By Kevin Tate/Outdoors Writer
This past Tuesday the world, especially our part of it, breathed a silent but heart-felt thank-you to Willis Carrier who, 110 years prior, invented modern air conditioning, carving in stone the line in history before which all remembrances of the good old days must be marked with an asterisk.
Carrier, an engineer, created his invention to solve humidity-related problems at the printing company where he worked in Buffalo, N.Y.
It’s unclear what printing companies in New Orleans and Miami and Houston did about their humidity-related problems, which surely must have existed 11 more months per year than those enjoyed by residents of Buffalo, but it seems likely they did what everyone else in the Deep South did, which was suffer.

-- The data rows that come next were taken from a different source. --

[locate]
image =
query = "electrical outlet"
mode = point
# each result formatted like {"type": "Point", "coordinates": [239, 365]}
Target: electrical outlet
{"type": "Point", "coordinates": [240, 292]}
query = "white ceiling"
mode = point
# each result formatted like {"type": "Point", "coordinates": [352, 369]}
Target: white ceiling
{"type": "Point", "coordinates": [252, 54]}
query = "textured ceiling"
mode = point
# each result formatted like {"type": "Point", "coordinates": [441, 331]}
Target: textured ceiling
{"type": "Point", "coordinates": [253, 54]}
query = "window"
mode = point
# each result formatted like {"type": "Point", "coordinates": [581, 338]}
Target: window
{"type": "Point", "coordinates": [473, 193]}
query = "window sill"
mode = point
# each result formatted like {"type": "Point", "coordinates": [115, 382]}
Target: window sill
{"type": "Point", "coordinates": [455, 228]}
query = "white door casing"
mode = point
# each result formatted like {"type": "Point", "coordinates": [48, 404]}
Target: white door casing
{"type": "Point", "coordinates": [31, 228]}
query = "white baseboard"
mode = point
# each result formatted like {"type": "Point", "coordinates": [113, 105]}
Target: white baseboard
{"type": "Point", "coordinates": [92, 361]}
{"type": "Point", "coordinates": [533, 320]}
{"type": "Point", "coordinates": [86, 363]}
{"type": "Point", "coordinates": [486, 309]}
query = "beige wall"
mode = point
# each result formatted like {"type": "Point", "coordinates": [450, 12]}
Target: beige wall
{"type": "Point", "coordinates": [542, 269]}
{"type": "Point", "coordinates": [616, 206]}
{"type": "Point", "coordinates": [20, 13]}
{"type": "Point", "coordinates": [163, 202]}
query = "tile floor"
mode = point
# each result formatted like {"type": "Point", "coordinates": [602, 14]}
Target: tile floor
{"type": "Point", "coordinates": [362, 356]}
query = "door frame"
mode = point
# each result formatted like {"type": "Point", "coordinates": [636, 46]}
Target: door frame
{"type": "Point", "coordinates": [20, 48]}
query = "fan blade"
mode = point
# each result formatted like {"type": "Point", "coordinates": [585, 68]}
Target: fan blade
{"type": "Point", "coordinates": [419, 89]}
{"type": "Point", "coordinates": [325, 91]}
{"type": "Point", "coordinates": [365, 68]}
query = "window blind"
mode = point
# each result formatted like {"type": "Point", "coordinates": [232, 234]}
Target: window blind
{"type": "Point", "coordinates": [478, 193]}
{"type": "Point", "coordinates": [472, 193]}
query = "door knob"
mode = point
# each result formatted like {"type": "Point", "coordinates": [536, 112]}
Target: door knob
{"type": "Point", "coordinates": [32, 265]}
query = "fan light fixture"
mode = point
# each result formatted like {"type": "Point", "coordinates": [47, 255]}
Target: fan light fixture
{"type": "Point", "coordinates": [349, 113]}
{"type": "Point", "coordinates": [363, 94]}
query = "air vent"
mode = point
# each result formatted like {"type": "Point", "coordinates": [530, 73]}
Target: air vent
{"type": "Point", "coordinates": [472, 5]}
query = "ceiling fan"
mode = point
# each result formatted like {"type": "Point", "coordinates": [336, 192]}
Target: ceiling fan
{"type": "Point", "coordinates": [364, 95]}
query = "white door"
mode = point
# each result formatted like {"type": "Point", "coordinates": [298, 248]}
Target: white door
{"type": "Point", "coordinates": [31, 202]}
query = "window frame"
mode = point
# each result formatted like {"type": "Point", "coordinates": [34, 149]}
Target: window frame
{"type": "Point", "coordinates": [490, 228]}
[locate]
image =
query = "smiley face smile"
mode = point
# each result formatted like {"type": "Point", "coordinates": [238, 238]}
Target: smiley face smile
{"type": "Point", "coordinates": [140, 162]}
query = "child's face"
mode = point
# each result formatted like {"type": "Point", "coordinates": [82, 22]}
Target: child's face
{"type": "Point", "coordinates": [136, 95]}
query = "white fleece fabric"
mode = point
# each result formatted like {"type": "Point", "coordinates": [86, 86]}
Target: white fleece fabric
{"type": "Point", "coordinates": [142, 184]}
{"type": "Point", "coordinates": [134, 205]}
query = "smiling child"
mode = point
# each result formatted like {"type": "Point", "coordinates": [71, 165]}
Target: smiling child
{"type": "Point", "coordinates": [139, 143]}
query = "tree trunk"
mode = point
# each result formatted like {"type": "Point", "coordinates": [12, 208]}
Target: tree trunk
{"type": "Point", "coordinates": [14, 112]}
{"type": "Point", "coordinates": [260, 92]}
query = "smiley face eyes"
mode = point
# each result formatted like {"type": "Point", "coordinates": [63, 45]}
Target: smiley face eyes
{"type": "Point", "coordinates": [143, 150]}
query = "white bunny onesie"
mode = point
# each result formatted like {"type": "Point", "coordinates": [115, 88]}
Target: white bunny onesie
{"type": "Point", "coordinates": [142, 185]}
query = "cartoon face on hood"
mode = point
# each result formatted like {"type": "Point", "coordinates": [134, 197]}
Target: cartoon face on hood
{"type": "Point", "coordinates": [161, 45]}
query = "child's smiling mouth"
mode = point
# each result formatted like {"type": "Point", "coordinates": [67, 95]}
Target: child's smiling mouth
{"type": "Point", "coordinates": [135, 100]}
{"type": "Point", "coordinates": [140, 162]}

As outdoor enthusiasts, we spend a lot of time pining for eras in history most of us either never experienced at all or don’t remember honestly, times when the pace of life was slower and there were no cell phones to ring, when hunting and fishing opportunities stood in glorious abound and when families were more closely connected. Certainly these elements truly existed, but not in a vacuum. It’s important to realize the pace of life was slower because it was too hot to move very fast, hunting and fishing opportunities often lay closer to hand but pure lack of financial resources hampered most people’s access and enjoyment, and families were more connected because fewer of us could afford to get far enough away from each other to be otherwise.
Viewed from this angle, it’s hard not to look at today as the good old days. Whitetail deer and wild turkeys both exist in record numbers directly due to sportsman-backed stewardship measures that conserve game and protect public waters and lands. Fishing opportunities likewise benefit from efforts made by the fishermen themselves. Furthermore, even in the current economy, good opportunities lie within the geographical grasp of just about everyone.
There have been setbacks, no doubt but, on the whole, the shift has definitely been toward the good.Maybe we’re too often victims of the fallible nature of memory. Summers were milder, mosquitoes less numerous, fish more ready to bite in days lost to the flowing river of time. I’m as softhearted as anyone you’d find but when I come across selective memories like these it makes me want to follow Mark Twain’s cynical directive to “get up, take a turn around the block and let the sentiment blow off.”
When I do, I’ll certainly set my cell phone to silent.
Kevin Tate is V.P. of Media Productions for Mossy Oak in West Point.